On top of that, the prompt assembly layers in hand-authored few-shot example dialogs that lock each character's voice and dialect before any real input arrives, plus per-player conversation memory keyed on player-character pairs in MongoDB, with session expiry.
One character, Prince J, was a real New York City resident. We recorded a 45-minute interview with him that did double duty: it captured a clean sample of his voice, which we cloned with ElevenLabs, and it gave us the raw material to engineer his character's persona and dialect (a Rasta/Spanglish patois). One session, two deliverables — a voice and a personality. He came to the Tribeca demo in person and met his AI self.
The LLM layer was model-agnostic, routed through OpenRouter so models could be swapped without code changes. We progressed through Hermes → Hermes 2 → Hermes-2-Pro-Llama-3-8B, Nous Research open-weights models — and the reason was concrete. The game needed characters who could authentically hold realistic, oppositional worldviews. One was modeled on Mother Sister from Do the Right Thing, and a defining trait was that she doesn't trust the police. Heavily aligned commercial models refused or sanitized that; they couldn't stay in character. The less-restricted Hermes models could, and the colorful, diverse NYC cast consistently came out better on them.

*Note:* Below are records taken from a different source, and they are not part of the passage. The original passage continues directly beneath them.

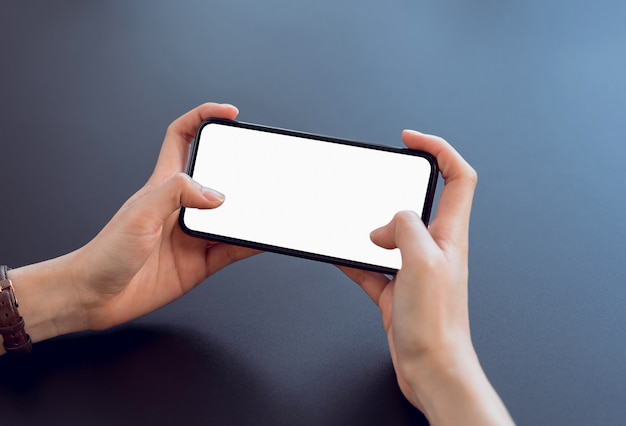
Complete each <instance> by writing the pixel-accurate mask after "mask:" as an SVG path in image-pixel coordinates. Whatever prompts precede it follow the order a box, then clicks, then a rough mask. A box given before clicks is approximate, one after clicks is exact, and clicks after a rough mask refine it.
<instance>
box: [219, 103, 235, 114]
mask: <svg viewBox="0 0 626 426" xmlns="http://www.w3.org/2000/svg"><path fill="white" fill-rule="evenodd" d="M222 106H225V107H229V108H233V109H235V110H236V111H237V114H239V108H237V107H236V106H235V105H233V104H228V103H226V104H222Z"/></svg>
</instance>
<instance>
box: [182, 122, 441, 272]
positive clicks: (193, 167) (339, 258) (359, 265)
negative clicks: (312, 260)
mask: <svg viewBox="0 0 626 426" xmlns="http://www.w3.org/2000/svg"><path fill="white" fill-rule="evenodd" d="M210 124H219V125H226V126H233V127H239V128H244V129H250V130H256V131H261V132H269V133H275V134H281V135H287V136H295V137H299V138H305V139H312V140H316V141H323V142H329V143H337V144H343V145H349V146H354V147H357V148H365V149H374V150H379V151H387V152H394V153H398V154H403V155H414V156H419V157H422V158H425V159H426V160H428V162H429V164H430V166H431V167H430V175H429V179H428V186H427V189H426V199H425V200H424V207H423V209H422V212H421V216H420V217H421V218H422V221H423V222H424V224H425V225H428V222H429V219H430V213H431V210H432V207H433V202H434V199H435V192H436V187H437V180H438V175H439V168H438V165H437V161H436V159H435V157H434V156H433V155H431V154H429V153H427V152H425V151H420V150H413V149H409V148H398V147H391V146H385V145H377V144H372V143H366V142H359V141H354V140H349V139H341V138H336V137H331V136H325V135H319V134H314V133H305V132H300V131H295V130H288V129H283V128H278V127H270V126H264V125H260V124H252V123H246V122H241V121H235V120H224V119H217V118H212V119H208V120H206V121H204V122H203V123H202V124H201V125H200V127H199V128H198V131H197V132H196V136H195V138H194V140H193V144H192V146H191V148H190V156H189V161H188V163H187V168H186V173H187V174H188V175H189V176H193V172H194V169H195V164H196V156H197V152H198V145H199V142H200V135H201V134H202V130H203V129H204V127H206V126H207V125H210ZM390 219H391V218H390ZM178 223H179V226H180V227H181V228H182V230H183V231H184V232H185V233H186V234H188V235H191V236H193V237H198V238H203V239H207V240H211V241H216V242H223V243H228V244H233V245H238V246H243V247H249V248H254V249H260V250H263V251H268V252H273V253H279V254H285V255H289V256H295V257H299V258H303V259H309V260H316V261H320V262H325V263H332V264H335V265H341V266H348V267H353V268H359V269H364V270H368V271H374V272H381V273H384V274H389V275H394V274H395V273H397V270H396V269H394V268H388V267H384V266H379V265H373V264H369V263H363V262H357V261H353V260H348V259H342V258H336V257H332V256H327V255H323V254H318V253H312V252H307V251H302V250H296V249H291V248H285V247H280V246H274V245H271V244H266V243H260V242H256V241H249V240H242V239H239V238H233V237H228V236H224V235H218V234H211V233H206V232H202V231H197V230H194V229H190V228H188V227H187V226H186V224H185V207H181V209H180V213H179V217H178ZM381 225H383V224H381Z"/></svg>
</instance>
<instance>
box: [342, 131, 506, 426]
mask: <svg viewBox="0 0 626 426" xmlns="http://www.w3.org/2000/svg"><path fill="white" fill-rule="evenodd" d="M402 140H403V141H404V143H405V145H406V146H407V147H409V148H412V149H419V150H423V151H426V152H429V153H431V154H433V155H434V156H435V157H436V159H437V163H438V165H439V168H440V170H441V174H442V176H443V179H444V182H445V185H444V189H443V191H442V193H441V197H440V200H439V204H438V209H437V213H436V216H435V218H434V219H433V220H432V223H431V226H430V227H429V228H426V226H424V224H423V222H422V221H421V219H420V218H419V216H418V215H417V214H416V213H415V212H412V211H404V212H399V213H398V214H396V215H395V217H394V218H393V219H392V220H391V222H390V223H389V224H387V225H386V226H383V227H382V228H379V229H376V230H374V231H373V232H372V234H371V239H372V241H373V242H374V243H376V244H377V245H379V246H381V247H385V248H388V249H393V248H399V249H400V253H401V255H402V267H401V269H400V271H398V273H397V274H396V276H395V277H394V278H393V279H389V278H388V277H387V276H385V275H383V274H377V273H373V272H368V271H362V270H357V269H350V268H344V267H342V268H341V269H342V270H343V271H344V272H345V273H346V274H347V275H348V276H349V277H350V278H352V279H353V280H354V281H355V282H356V283H357V284H358V285H360V286H361V288H362V289H363V290H364V291H365V293H367V295H368V296H369V297H370V298H371V299H372V300H373V301H374V303H375V304H376V305H377V306H378V308H379V309H380V312H381V314H382V321H383V326H384V328H385V331H386V332H387V340H388V342H389V350H390V352H391V358H392V361H393V365H394V368H395V371H396V375H397V379H398V384H399V386H400V389H401V390H402V393H403V394H404V395H405V397H406V398H407V399H408V400H409V401H410V402H411V403H412V404H413V405H414V406H416V407H417V408H419V409H420V410H421V411H422V412H423V413H424V414H425V415H426V417H427V418H428V419H429V421H430V422H431V424H450V425H458V424H480V425H487V424H500V425H502V424H512V423H513V421H512V420H511V417H510V416H509V414H508V412H507V410H506V408H505V406H504V404H503V403H502V401H501V400H500V398H499V397H498V395H497V393H496V392H495V390H494V389H493V387H492V386H491V384H490V383H489V381H488V380H487V377H486V375H485V373H484V371H483V369H482V367H481V366H480V363H479V361H478V357H477V355H476V352H475V350H474V347H473V344H472V340H471V334H470V323H469V311H468V248H469V238H468V235H469V219H470V212H471V208H472V199H473V196H474V189H475V187H476V184H477V174H476V172H475V171H474V169H472V167H471V166H470V165H469V164H468V163H467V162H466V161H465V160H464V159H463V158H462V157H461V156H460V155H459V153H458V152H456V151H455V150H454V148H452V146H450V144H448V143H447V142H446V141H445V140H443V139H441V138H439V137H437V136H432V135H425V134H422V133H419V132H416V131H411V130H405V131H404V132H403V134H402Z"/></svg>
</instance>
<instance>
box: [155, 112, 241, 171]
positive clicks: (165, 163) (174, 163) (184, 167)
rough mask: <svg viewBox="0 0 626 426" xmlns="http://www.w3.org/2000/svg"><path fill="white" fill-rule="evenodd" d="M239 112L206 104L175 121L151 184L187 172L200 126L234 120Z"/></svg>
mask: <svg viewBox="0 0 626 426" xmlns="http://www.w3.org/2000/svg"><path fill="white" fill-rule="evenodd" d="M238 113H239V111H238V110H237V108H235V107H234V106H232V105H229V104H216V103H210V102H209V103H205V104H202V105H200V106H198V107H196V108H194V109H192V110H191V111H189V112H187V113H185V114H183V115H182V116H180V117H179V118H177V119H176V120H174V121H173V122H172V123H171V124H170V125H169V127H168V128H167V132H166V133H165V139H164V140H163V145H162V146H161V152H160V153H159V159H158V160H157V164H156V167H155V168H154V172H153V173H152V176H151V177H150V182H152V183H160V182H162V181H164V180H165V179H167V178H169V177H170V176H172V175H174V174H176V173H179V172H182V171H184V170H185V167H186V164H187V160H188V157H189V148H190V144H191V141H193V138H194V137H195V136H196V132H197V130H198V127H200V124H202V122H203V121H205V120H207V119H209V118H225V119H228V120H234V119H235V117H237V114H238Z"/></svg>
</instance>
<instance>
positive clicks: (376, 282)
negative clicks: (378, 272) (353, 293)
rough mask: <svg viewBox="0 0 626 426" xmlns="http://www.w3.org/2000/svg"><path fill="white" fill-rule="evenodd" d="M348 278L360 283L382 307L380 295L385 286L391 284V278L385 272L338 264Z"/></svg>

Dialogue quality is hard to eyeball one line at a time, so I built a separate SvelteKit evaluation harness — an app for testing and iterating on character responses before they reached the game. Scaffolding for emotion/sentiment classification on player input (a DistilBERT model) fed back into how characters reacted.
Python FastAPI (fully async) MongoDB (Motor) Pydantic v2 OpenRouter Hermes-2-Pro-Llama-3-8B ElevenLabs TTS SvelteKit (eval harness) Unreal Engine (REST)
The prototype was demoed as a live, interactive installation at the Tribeca Film Festival in June 2024 — players holding real-time, in-voice conversations with characters that knew where they were and what the weather was doing. It's the project I reach for when someone asks about context engineering, because it's the most literal version of it I've built: the world changes, and the characters notice.